La valeur idéale (non modélisation du support sans altération de la surface crânienne) moyenne relevée pour les crânes osseux et une partie des moulages était de 300. Pour certains moulages et supports utilisés, la valeur minimale a pu monter à 700.

Figure 18 : Exemple de mauvais seuillage (crâne de Sambungmacan 3)

III.1.2 Acquisition spatiale des points craniométriques au moyen d’un digitaliseur portable : MicroScribe®3DX

Nous avons utilisé l’outil d’immersion et de capture tridimensionnel MicroScribe, conçu par le groupe Immersion Corporation, le modèle MicroScribe®3DX (figure 19).

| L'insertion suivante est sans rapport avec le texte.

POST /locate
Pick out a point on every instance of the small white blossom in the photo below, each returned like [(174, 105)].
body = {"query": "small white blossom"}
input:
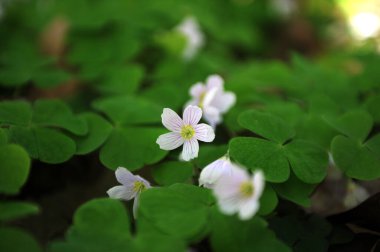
[(212, 98), (194, 37), (132, 186), (185, 132), (355, 195), (212, 172), (239, 193)]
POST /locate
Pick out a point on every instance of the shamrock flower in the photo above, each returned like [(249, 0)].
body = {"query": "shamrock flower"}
[(185, 132), (212, 172), (132, 186), (239, 192), (212, 98), (190, 29)]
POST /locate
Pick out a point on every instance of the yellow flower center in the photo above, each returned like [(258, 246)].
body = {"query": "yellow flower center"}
[(246, 189), (187, 132), (138, 186)]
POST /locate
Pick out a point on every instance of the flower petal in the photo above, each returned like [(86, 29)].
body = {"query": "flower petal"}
[(121, 192), (190, 149), (170, 141), (197, 90), (171, 120), (136, 202), (258, 181), (212, 116), (223, 101), (215, 80), (248, 209), (192, 115), (212, 172), (204, 132), (124, 176)]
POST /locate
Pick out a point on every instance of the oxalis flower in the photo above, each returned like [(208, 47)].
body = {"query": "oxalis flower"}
[(212, 172), (239, 193), (132, 186), (190, 29), (212, 98), (185, 132)]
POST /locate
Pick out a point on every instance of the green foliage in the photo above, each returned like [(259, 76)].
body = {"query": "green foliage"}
[(12, 239), (104, 225), (172, 172), (228, 233), (14, 168)]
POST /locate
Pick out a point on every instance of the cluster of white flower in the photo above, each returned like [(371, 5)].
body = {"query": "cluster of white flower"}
[(235, 189)]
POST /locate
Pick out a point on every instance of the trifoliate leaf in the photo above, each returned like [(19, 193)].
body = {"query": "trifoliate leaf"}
[(132, 147), (255, 153), (14, 168), (172, 172), (176, 213), (229, 233), (357, 160), (98, 131), (16, 240), (266, 125)]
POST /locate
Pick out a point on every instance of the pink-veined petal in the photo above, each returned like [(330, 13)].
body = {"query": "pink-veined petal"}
[(121, 192), (197, 90), (192, 115), (171, 120), (124, 176), (258, 182), (190, 149), (215, 80), (170, 141), (204, 132)]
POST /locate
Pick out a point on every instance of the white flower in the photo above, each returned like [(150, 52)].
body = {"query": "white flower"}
[(194, 36), (132, 186), (212, 172), (239, 193), (212, 98), (355, 195), (186, 131)]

Cet outil de relevé de points de contours consiste en un bras digitaliseur articulé muni d’un contrepoids, déplaçable manuellement. Le bras est prolongé à son extrémité par une pointe de lecture, métallique servant à pointer précisément des repères dans l’espace (figure 20).

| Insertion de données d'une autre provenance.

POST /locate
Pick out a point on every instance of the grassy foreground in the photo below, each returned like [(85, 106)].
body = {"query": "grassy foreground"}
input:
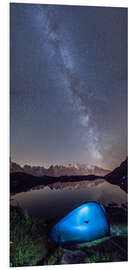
[(30, 243)]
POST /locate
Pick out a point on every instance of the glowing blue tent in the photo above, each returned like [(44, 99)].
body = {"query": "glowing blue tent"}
[(85, 223)]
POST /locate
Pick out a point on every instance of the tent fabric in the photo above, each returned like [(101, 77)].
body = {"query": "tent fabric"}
[(85, 223)]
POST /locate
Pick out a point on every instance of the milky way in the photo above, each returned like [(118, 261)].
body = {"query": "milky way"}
[(68, 84)]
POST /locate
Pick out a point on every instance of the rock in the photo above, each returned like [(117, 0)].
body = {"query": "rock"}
[(73, 256)]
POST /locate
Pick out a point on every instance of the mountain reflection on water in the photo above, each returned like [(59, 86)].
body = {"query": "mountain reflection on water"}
[(56, 200)]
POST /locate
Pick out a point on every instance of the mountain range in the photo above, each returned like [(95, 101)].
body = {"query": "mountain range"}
[(21, 181), (59, 170)]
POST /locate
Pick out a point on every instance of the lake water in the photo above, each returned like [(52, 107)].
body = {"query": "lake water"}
[(56, 200)]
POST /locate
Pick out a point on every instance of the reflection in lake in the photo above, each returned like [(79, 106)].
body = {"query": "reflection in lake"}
[(54, 201)]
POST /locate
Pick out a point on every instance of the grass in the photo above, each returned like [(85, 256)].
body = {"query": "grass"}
[(27, 241)]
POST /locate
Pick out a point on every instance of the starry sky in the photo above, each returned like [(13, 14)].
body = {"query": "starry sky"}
[(68, 84)]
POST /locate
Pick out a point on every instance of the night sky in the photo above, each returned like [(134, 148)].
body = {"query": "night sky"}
[(68, 82)]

Le logiciel permettant d’utiliser cet outil, calcule en permanence la position spatiale de l’extrémité de la pointe par rapport à un référentiel de base dans les trois directions euclidienne (x, y, z). Une fois la pointe appliquée sur la zone à numériser, l’utilisation d’un déclencheur (pédale) permet d’enregistrer la localisation tridimensionnelle de la pointe. Le logiciel implanté sur la station de travail PC permet d’enregistrer les coordonnées spatiales des points sous différents formats d’exploitation. Notre préférence est allée aux fichiers Excel afin de posséder une base de donnée facilement échangeable sans obligation de conversion. La résolution moyenne de cet outil est de 0,13 mm (données du fabricant) pour une précision moyenne de 0,38 mm. La vraie variabilité des mesures provient de l’expérimentateur et de sa manière de placer la pointe de lecture. Le rayon de portée du bras du MicroScribe®3DX est de 632 mm.

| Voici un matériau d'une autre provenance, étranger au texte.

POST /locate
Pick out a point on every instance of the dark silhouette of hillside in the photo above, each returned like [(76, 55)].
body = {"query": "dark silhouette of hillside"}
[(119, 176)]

Figure 20 : Mouvements possibles du MicroScribe®3DX.

Dans le cadre de l’élaboration d’une base de données MicroScribe®3DX sur les populations fossiles et modernes mises à notre disposition, un travail commun a été réalisé avec Elise Jeusel. 101 points de repères craniométriques ont été sélectionnés et digitalisés. Ce travail commun a permis une vérification permanente des points sélectionnés. Chaque point a été acquis 3 fois et la moyenne a été retenue.